Just like banks profit from a “spread” (they earn a higher rate on their investments than they pay to the depositor) , the insurance companies also earn a spread between the rate they earn on their investments and the rate they pay on the retained assets accounts. As well managed banks and life insurance companies all invest relatively similarly and conservatively, how can the insurance companies generally credit beneficiaries with higher interest rates on retained assets accounts than banks would pay depositors on the same funds?
The insurance companies can pay higher rates because they do not have to incur the major cost of acquiring new funds. All those branches and tellers and bank advertisements designed to get you to make deposits at bank X or bank Y are very costly. In contrast, when an insurance company pays out death benefits, the proceeds start out at the insurance company and thus it essentially has a zero cost of acquisition.
You always should ask the insurance company what rate it is paying on the accounts, and check the rate periodically to make sure it is still relatively attractive.
You should also make sure that the insurance company is financially strong and check to see that it remains strong. The insurance company’s financial strength backs up the funds in your account and all other policy benefits. You can check the company’s ratings from such firms such as Bests, Standard & Poors and Moody’s. Remember that the life insurance companies are heavily regulated.
Most retained assets accounts are further protected by your state’s life insurance company guarantee fund that is somewhat comparable to the FDIC. Just as the FDIC has limits as to how much it will protect of any one depositor at any one bank, so do state insurance guaranty funds limit their protection per person per insurance company. The state limits vary, and range from $100,000 to $500,000. (You have to ask the insurance company about the life insurance guarantee fund and the applicable limits as by law in most states the company can not broadcast the fact that there even is a guarantee fund.)
Just as with most other things in life, some diversification is usually a wise idea. Folks with large assets generally know not to keep all their assets at any one bank or brokerage firm.

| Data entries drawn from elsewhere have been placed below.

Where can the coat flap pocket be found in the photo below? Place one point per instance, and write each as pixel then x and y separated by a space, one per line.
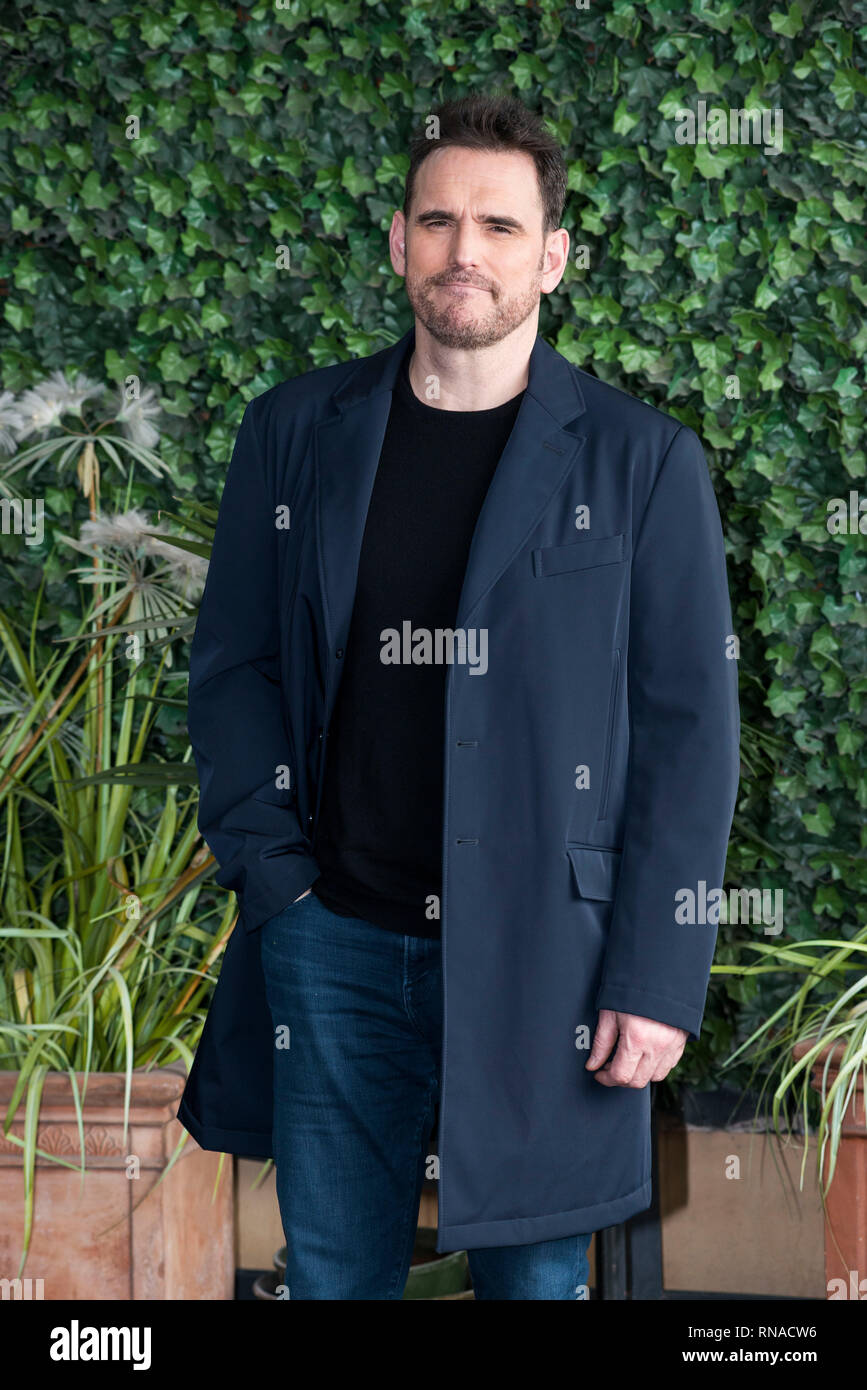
pixel 273 794
pixel 595 872
pixel 580 555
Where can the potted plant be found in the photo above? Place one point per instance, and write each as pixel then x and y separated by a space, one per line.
pixel 817 1037
pixel 106 955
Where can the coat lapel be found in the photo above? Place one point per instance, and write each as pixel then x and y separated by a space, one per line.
pixel 539 452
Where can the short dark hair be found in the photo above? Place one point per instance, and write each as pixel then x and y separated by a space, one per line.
pixel 495 123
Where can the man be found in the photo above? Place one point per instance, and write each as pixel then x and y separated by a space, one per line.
pixel 466 729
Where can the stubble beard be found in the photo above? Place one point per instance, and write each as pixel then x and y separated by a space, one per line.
pixel 449 323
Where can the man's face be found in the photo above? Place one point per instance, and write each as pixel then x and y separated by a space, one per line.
pixel 475 260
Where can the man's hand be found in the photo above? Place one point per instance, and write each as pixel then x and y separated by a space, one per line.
pixel 646 1050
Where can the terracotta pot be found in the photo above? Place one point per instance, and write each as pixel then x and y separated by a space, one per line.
pixel 846 1201
pixel 116 1235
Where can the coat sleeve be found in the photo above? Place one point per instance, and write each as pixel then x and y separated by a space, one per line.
pixel 235 709
pixel 684 740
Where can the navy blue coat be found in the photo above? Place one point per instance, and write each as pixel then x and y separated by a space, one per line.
pixel 589 773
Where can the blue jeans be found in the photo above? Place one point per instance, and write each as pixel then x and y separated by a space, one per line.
pixel 357 1026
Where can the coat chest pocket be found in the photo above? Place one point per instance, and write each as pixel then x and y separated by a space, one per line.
pixel 578 555
pixel 595 872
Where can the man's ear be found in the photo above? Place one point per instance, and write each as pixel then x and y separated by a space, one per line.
pixel 398 243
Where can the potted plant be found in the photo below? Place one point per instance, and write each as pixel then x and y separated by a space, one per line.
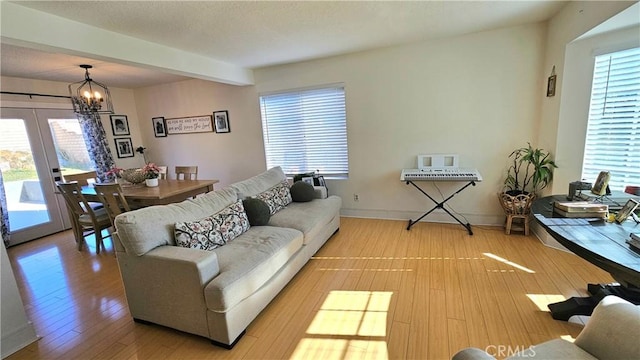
pixel 531 170
pixel 151 173
pixel 114 173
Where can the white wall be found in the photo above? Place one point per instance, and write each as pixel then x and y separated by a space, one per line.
pixel 17 330
pixel 476 95
pixel 228 157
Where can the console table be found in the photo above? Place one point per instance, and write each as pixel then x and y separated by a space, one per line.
pixel 595 240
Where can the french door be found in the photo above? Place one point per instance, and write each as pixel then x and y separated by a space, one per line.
pixel 33 144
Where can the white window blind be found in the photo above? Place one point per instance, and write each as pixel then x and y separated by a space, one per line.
pixel 613 131
pixel 306 131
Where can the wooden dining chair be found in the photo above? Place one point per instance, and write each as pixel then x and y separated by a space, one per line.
pixel 84 217
pixel 187 172
pixel 113 199
pixel 163 172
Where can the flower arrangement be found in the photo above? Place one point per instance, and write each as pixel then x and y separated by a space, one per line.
pixel 151 171
pixel 114 172
pixel 141 150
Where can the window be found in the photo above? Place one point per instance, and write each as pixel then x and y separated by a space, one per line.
pixel 613 131
pixel 306 131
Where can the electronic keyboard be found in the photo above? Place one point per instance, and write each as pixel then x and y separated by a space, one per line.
pixel 441 174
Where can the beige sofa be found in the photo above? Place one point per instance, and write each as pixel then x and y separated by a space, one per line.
pixel 610 333
pixel 216 294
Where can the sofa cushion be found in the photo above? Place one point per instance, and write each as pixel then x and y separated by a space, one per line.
pixel 553 349
pixel 257 211
pixel 213 231
pixel 302 191
pixel 248 262
pixel 145 229
pixel 276 197
pixel 259 183
pixel 309 217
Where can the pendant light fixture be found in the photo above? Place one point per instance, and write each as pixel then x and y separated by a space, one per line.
pixel 90 96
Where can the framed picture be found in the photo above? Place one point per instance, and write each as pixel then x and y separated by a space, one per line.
pixel 626 210
pixel 600 186
pixel 189 124
pixel 221 120
pixel 551 86
pixel 159 127
pixel 120 125
pixel 124 147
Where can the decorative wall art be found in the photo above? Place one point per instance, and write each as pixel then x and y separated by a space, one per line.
pixel 119 125
pixel 551 83
pixel 124 147
pixel 186 125
pixel 159 127
pixel 222 121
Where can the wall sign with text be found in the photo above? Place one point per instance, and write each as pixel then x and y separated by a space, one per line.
pixel 187 125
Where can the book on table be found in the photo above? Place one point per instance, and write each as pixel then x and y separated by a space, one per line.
pixel 581 214
pixel 580 206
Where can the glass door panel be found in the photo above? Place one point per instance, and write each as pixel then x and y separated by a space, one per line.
pixel 70 148
pixel 29 164
pixel 25 198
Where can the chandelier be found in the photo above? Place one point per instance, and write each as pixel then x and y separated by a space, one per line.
pixel 90 96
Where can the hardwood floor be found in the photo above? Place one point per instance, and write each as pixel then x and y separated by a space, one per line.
pixel 375 290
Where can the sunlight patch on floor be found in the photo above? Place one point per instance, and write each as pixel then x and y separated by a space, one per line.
pixel 542 300
pixel 353 313
pixel 348 325
pixel 338 349
pixel 510 263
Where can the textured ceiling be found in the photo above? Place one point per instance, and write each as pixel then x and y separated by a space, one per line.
pixel 257 34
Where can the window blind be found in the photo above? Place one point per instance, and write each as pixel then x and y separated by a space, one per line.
pixel 613 131
pixel 306 131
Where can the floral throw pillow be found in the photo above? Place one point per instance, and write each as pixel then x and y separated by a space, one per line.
pixel 213 231
pixel 277 197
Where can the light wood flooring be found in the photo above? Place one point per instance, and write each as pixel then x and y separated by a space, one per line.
pixel 375 291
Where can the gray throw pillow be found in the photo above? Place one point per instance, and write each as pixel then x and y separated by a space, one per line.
pixel 302 191
pixel 257 211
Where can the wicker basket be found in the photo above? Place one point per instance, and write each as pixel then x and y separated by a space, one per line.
pixel 516 205
pixel 134 176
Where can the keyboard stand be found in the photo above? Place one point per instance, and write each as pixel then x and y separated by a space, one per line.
pixel 440 205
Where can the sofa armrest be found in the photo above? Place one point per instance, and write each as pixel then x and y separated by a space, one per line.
pixel 472 354
pixel 608 332
pixel 165 286
pixel 200 264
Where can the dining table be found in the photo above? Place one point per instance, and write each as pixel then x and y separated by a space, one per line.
pixel 167 192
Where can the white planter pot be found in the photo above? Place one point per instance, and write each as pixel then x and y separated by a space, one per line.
pixel 151 182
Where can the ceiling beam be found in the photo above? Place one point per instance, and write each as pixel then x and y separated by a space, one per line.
pixel 38 30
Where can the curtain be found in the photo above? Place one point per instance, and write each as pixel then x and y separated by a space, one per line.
pixel 96 140
pixel 4 214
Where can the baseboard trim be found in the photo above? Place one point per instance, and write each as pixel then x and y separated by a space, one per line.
pixel 18 339
pixel 438 216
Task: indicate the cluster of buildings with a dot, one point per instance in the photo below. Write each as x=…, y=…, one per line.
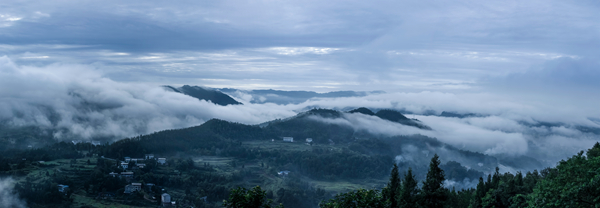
x=291, y=139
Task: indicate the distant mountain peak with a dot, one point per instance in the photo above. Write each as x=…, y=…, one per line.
x=204, y=93
x=362, y=110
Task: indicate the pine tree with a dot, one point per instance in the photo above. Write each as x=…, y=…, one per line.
x=393, y=188
x=409, y=190
x=434, y=194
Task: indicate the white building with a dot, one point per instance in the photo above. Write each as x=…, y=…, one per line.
x=136, y=186
x=165, y=199
x=124, y=165
x=63, y=188
x=162, y=161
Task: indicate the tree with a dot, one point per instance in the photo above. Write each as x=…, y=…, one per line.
x=392, y=190
x=356, y=199
x=434, y=194
x=409, y=191
x=244, y=198
x=576, y=184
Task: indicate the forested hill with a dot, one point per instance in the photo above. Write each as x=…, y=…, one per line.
x=218, y=136
x=207, y=94
x=293, y=97
x=395, y=116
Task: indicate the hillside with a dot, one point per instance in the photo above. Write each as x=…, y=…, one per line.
x=206, y=94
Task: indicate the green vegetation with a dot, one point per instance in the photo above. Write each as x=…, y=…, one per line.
x=247, y=166
x=209, y=95
x=573, y=183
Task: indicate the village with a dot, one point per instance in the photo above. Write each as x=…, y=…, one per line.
x=128, y=166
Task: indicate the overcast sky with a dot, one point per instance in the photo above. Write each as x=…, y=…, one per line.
x=313, y=45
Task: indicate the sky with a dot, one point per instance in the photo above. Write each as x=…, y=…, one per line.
x=311, y=45
x=514, y=61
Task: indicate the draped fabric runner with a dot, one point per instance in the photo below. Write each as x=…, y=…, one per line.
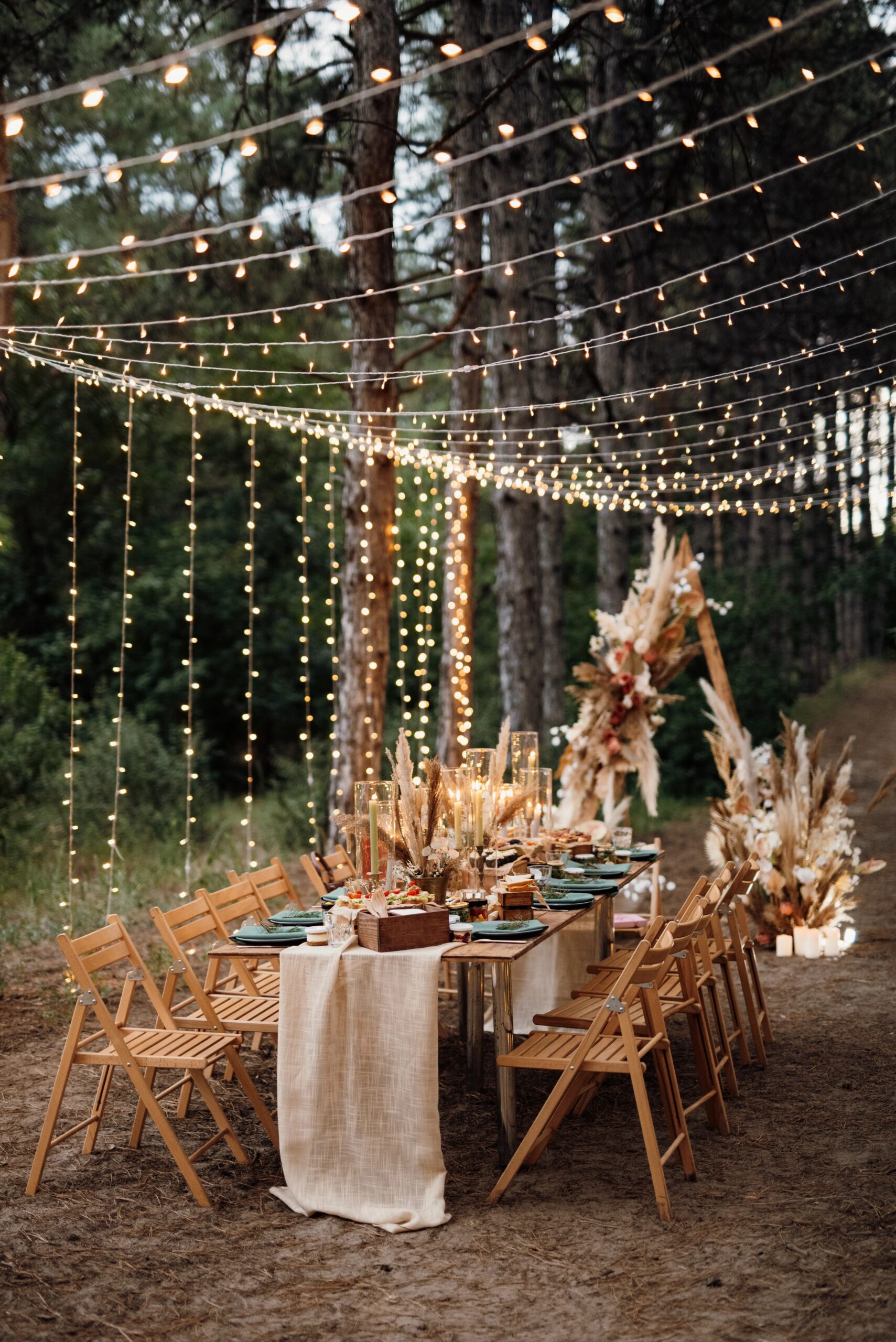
x=359, y=1086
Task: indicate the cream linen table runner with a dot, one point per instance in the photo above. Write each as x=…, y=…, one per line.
x=359, y=1086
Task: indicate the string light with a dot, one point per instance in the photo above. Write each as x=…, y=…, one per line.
x=74, y=670
x=306, y=737
x=124, y=645
x=190, y=596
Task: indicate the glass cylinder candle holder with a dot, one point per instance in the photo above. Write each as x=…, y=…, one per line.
x=479, y=768
x=524, y=753
x=375, y=834
x=538, y=785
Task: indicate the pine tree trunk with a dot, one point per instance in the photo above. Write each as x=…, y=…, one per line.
x=517, y=512
x=462, y=493
x=369, y=486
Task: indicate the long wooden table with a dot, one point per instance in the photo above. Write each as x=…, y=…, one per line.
x=471, y=960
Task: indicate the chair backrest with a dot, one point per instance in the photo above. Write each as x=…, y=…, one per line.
x=109, y=947
x=328, y=871
x=270, y=883
x=234, y=904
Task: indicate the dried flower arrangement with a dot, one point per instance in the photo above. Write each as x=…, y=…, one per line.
x=792, y=809
x=620, y=693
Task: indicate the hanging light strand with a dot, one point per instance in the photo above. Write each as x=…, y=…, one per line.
x=305, y=659
x=249, y=653
x=123, y=648
x=190, y=596
x=74, y=721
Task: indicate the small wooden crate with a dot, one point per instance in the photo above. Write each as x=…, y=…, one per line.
x=404, y=932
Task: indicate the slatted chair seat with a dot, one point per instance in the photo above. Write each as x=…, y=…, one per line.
x=138, y=1054
x=236, y=1011
x=164, y=1048
x=552, y=1051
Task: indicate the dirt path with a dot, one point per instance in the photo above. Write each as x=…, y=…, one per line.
x=786, y=1235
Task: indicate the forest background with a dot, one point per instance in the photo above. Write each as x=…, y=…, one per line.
x=812, y=591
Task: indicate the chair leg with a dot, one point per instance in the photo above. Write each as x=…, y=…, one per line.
x=204, y=1087
x=63, y=1072
x=675, y=1116
x=755, y=1030
x=739, y=1029
x=761, y=998
x=254, y=1098
x=725, y=1043
x=140, y=1117
x=100, y=1105
x=651, y=1145
x=169, y=1137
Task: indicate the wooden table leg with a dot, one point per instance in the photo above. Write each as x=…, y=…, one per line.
x=462, y=1000
x=475, y=1007
x=506, y=1079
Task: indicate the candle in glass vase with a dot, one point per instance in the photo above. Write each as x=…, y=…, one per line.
x=375, y=847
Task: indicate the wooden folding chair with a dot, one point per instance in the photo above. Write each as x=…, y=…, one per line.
x=250, y=1014
x=736, y=948
x=230, y=907
x=609, y=1046
x=328, y=873
x=138, y=1053
x=681, y=993
x=270, y=883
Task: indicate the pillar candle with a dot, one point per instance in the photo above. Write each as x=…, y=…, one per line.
x=830, y=941
x=800, y=940
x=375, y=846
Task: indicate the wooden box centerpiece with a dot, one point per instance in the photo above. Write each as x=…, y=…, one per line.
x=404, y=932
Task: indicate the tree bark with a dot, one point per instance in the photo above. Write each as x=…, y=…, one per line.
x=369, y=485
x=517, y=512
x=462, y=492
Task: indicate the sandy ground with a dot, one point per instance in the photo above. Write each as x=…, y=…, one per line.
x=786, y=1235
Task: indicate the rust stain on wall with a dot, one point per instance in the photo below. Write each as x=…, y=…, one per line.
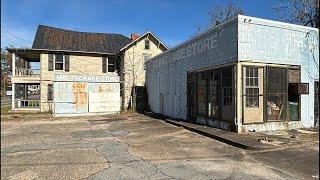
x=79, y=93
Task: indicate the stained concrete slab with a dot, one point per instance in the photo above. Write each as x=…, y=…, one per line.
x=133, y=146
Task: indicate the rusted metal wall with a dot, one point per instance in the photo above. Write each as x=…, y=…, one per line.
x=166, y=74
x=78, y=94
x=266, y=41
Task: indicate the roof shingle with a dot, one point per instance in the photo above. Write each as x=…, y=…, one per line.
x=51, y=38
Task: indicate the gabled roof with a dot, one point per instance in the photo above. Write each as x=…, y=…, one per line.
x=145, y=34
x=50, y=38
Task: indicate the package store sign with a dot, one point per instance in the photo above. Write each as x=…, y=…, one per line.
x=85, y=78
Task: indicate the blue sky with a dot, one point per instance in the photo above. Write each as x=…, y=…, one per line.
x=173, y=21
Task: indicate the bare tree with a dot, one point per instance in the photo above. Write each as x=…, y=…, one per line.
x=303, y=12
x=219, y=13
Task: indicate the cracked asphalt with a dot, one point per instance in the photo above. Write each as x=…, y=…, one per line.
x=134, y=146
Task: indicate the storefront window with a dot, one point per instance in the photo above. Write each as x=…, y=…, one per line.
x=227, y=86
x=277, y=93
x=202, y=94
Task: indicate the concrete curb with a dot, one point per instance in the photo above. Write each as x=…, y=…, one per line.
x=218, y=138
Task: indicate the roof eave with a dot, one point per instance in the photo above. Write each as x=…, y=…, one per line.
x=125, y=47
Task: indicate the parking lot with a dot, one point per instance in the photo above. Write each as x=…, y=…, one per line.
x=134, y=146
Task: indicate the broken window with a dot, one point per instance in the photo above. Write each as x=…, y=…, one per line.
x=214, y=102
x=59, y=61
x=147, y=44
x=111, y=64
x=276, y=93
x=202, y=94
x=227, y=86
x=316, y=103
x=251, y=87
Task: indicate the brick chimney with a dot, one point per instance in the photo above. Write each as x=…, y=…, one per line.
x=134, y=36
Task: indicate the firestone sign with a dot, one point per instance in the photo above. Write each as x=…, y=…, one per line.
x=85, y=78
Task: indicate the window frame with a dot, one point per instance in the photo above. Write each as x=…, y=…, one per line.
x=227, y=87
x=50, y=92
x=109, y=64
x=63, y=62
x=251, y=83
x=146, y=55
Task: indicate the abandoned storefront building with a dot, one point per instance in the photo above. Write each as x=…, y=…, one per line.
x=246, y=74
x=70, y=72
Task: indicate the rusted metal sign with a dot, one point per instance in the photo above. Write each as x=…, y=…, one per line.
x=85, y=78
x=86, y=95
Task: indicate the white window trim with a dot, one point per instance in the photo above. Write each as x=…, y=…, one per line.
x=114, y=65
x=63, y=62
x=145, y=40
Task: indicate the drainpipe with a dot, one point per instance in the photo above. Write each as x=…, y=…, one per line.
x=12, y=84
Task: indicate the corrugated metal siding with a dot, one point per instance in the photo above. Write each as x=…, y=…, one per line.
x=281, y=43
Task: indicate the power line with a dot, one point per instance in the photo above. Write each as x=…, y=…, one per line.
x=19, y=37
x=13, y=39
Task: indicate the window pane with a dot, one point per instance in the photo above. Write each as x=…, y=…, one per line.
x=146, y=44
x=59, y=66
x=252, y=101
x=59, y=58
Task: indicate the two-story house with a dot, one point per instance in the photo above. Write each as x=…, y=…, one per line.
x=70, y=72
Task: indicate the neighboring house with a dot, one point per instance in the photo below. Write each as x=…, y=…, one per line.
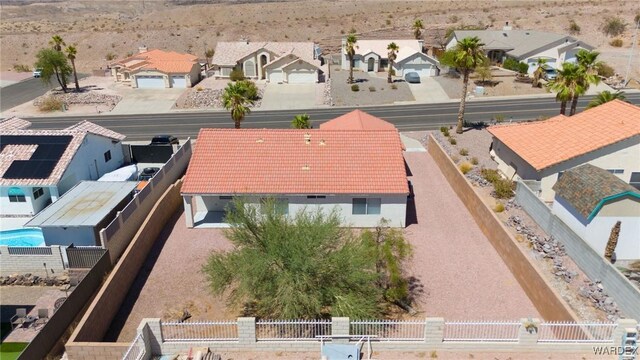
x=373, y=56
x=607, y=136
x=275, y=62
x=359, y=173
x=79, y=215
x=591, y=200
x=524, y=45
x=37, y=166
x=157, y=69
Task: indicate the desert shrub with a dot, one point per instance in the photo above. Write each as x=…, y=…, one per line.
x=574, y=28
x=606, y=70
x=503, y=188
x=490, y=175
x=616, y=42
x=236, y=75
x=465, y=167
x=51, y=103
x=21, y=68
x=613, y=26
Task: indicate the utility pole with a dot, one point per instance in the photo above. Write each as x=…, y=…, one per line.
x=634, y=42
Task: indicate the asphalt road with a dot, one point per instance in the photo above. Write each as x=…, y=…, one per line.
x=405, y=117
x=23, y=91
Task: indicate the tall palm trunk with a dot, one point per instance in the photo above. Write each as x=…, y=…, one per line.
x=463, y=101
x=574, y=105
x=563, y=107
x=75, y=74
x=350, y=79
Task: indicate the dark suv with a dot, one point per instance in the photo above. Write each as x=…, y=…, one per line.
x=165, y=140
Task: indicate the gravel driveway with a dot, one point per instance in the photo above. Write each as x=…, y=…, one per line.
x=463, y=276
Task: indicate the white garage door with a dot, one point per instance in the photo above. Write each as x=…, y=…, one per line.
x=178, y=81
x=275, y=76
x=149, y=81
x=421, y=69
x=301, y=76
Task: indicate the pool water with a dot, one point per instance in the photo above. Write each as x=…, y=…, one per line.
x=22, y=237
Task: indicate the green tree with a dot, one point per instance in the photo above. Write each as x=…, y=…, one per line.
x=417, y=27
x=393, y=49
x=236, y=101
x=539, y=72
x=350, y=49
x=566, y=84
x=301, y=121
x=305, y=266
x=588, y=74
x=53, y=63
x=606, y=96
x=71, y=55
x=56, y=43
x=465, y=57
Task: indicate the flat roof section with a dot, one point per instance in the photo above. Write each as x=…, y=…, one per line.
x=86, y=204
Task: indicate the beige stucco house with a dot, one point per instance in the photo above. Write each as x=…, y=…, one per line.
x=157, y=69
x=275, y=62
x=372, y=56
x=607, y=136
x=524, y=45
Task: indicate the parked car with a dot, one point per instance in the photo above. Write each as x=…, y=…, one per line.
x=412, y=77
x=164, y=140
x=147, y=173
x=550, y=74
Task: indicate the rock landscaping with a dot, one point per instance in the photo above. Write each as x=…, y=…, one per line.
x=81, y=98
x=33, y=280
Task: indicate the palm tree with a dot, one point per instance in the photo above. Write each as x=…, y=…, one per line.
x=567, y=84
x=236, y=101
x=71, y=55
x=605, y=97
x=350, y=49
x=465, y=57
x=589, y=66
x=417, y=27
x=301, y=121
x=393, y=55
x=56, y=42
x=541, y=66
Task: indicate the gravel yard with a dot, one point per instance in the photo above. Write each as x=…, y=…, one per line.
x=382, y=93
x=582, y=294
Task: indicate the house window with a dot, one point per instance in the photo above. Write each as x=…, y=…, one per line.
x=37, y=192
x=364, y=206
x=635, y=180
x=16, y=195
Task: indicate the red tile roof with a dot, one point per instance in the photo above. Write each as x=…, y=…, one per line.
x=248, y=161
x=357, y=120
x=549, y=142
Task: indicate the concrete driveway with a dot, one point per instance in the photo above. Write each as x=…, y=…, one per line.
x=289, y=96
x=428, y=91
x=147, y=101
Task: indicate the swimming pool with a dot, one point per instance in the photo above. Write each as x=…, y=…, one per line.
x=22, y=237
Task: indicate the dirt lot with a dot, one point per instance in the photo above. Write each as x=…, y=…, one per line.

Some diversification always makes sense.
How long someone should leave your funds in a retained asset account is a personal choice. A beneficiary is under no obligation to maintain the retained assets account and can simply write a check for the full amount and close the account.
Most beneficiaries do maintain at least some significant part of the insurance money in the retained assets accounts for at least 6 months to 2 years. Some retained asset accounts have been maintained by beneficiaries for more than 20 years. As noted earlier the interest rates are often very favorable, the proceeds are backed by the full financial strength of the insurance company (and in many cases further backstopped by the applicable state life insurance guarantee fund), the account is free, and funds are readily accessible when needed. Yet one of the greatest benefits of retained asset accounts has nothing to do with investments or returns or safety.
Retained asset accounts give people time to decide at a very difficult moment in their lives. Repeated studies have shown that people who inherit large sums – through bequests under Wills or from life insurance, just as people who win lotteries – often burn through the money within a few years. The money looks like a large sum, and they spend it, often recklessly, give it away to family and charities in an amount detrimental to their own financial security, or make unwise and inappropriate investments with the money, or being vulnerable are swindled out of it.
Retained assets accounts help people mentally separate their life insurance proceeds – which are typically required for one’s long-term financial security – from everyday money and thereby protect themselves for the long haul.